Отсутствие Налимова в институте можно было объяснить любым из тысячи непредвиденных обстоятельств, окружающих человека в большом городе. И зловещая фраза, бросившая багровый блик на чело Налимова: «убийство или самоубийство!» допускала опять-таки тысячу толкований. Ультиматум. Декламация. Репетиция. Что угодно! Все эти размышления я суммировал в долгом, на весь мой выдох, «да-а-а». «Да-а-а», — в том же меланхолическом ключе протянул Норцов. Пожалуй, он не подражал мне. Пожалуй, он воспринимал ситуацию так же, как и я. Что ж, хорошо, когда между начальником и подчиненным существует взаимопонимание.
Я перелистывал сугубо безличный документ, именуемый личным делом.

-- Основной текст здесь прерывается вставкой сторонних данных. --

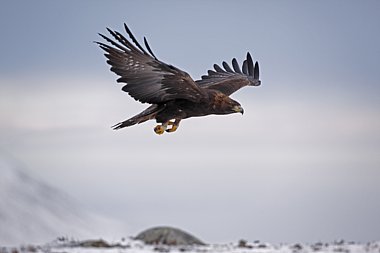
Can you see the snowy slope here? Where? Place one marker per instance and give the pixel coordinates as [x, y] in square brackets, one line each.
[34, 212]
[130, 246]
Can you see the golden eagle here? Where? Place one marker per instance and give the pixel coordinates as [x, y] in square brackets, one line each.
[172, 93]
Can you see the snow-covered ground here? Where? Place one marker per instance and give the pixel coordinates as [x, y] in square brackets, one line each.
[32, 213]
[129, 246]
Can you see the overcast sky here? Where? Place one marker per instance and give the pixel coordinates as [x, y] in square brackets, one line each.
[302, 164]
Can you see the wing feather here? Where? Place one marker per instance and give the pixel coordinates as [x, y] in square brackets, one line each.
[229, 80]
[147, 79]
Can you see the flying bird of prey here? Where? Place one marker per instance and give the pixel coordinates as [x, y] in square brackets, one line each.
[172, 93]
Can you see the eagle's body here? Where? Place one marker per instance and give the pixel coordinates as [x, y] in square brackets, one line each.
[174, 95]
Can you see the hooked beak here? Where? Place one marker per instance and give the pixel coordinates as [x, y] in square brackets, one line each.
[238, 108]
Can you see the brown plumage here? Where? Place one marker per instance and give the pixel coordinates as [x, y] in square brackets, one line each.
[172, 93]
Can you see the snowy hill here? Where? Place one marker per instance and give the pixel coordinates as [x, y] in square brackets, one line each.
[32, 211]
[129, 246]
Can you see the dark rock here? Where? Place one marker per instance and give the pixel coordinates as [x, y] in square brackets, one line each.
[244, 244]
[94, 244]
[168, 236]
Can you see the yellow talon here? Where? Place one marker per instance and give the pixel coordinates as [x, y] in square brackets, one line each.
[172, 129]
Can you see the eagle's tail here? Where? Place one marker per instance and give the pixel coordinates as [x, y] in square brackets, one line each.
[147, 114]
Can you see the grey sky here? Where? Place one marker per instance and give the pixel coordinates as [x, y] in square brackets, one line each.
[302, 164]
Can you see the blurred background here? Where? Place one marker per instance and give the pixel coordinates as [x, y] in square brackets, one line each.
[302, 164]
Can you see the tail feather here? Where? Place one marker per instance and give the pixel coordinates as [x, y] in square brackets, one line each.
[145, 115]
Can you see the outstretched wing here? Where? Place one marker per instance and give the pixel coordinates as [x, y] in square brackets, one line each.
[229, 80]
[147, 79]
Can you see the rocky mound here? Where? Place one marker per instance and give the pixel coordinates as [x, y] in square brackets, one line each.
[168, 236]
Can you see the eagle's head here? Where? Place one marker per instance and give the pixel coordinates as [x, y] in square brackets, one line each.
[235, 107]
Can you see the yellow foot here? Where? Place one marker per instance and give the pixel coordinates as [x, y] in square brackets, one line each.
[159, 129]
[172, 129]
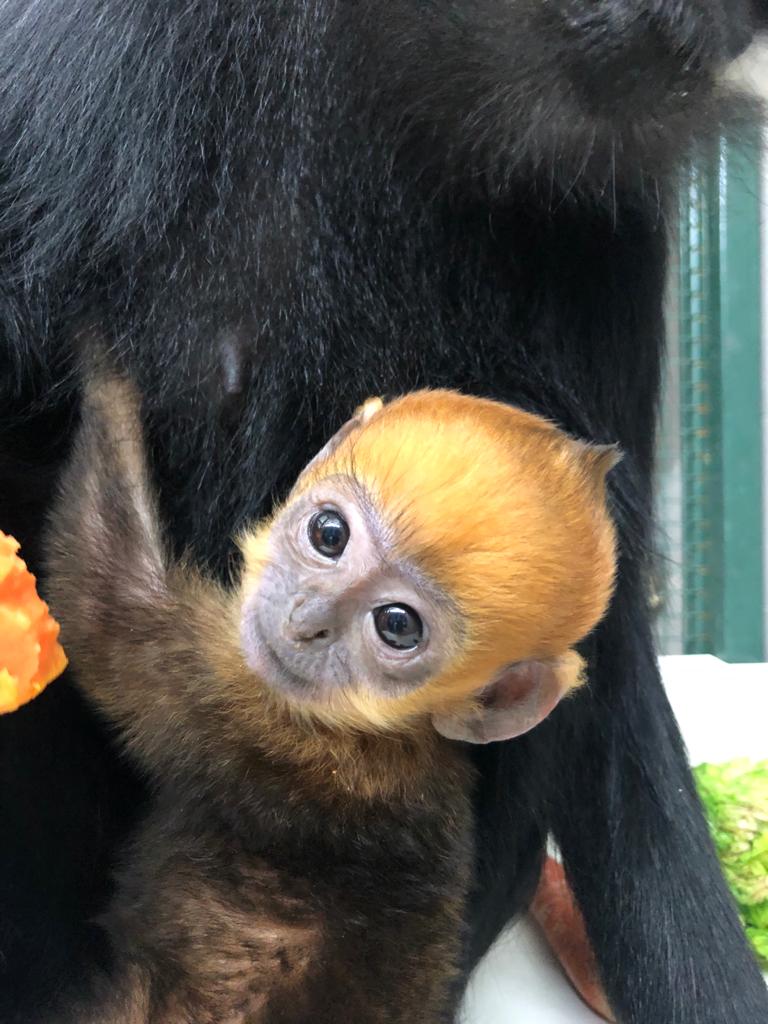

— Ему двадцать восемь, сорок третий год рождения, — огласил я. — Зовут его Назым. Почему-то считает, что Николай — элегантнее. Папа и в самом деле профессор… Ага, вот об учебе. «Ввиду того, что не прошел по конкурсу в 1961 году на очное отделение литфака пединститута, поступил на заочное, совмещая учебу и свое творческое призвание с работой в промкомбинате в качестве учетчика, которую выполнял успешно». В скобках: шестьдесят один тире шестьдесят шесть… А ну-ка, доктор Уотсон, какие у вас суждения по автобиографии?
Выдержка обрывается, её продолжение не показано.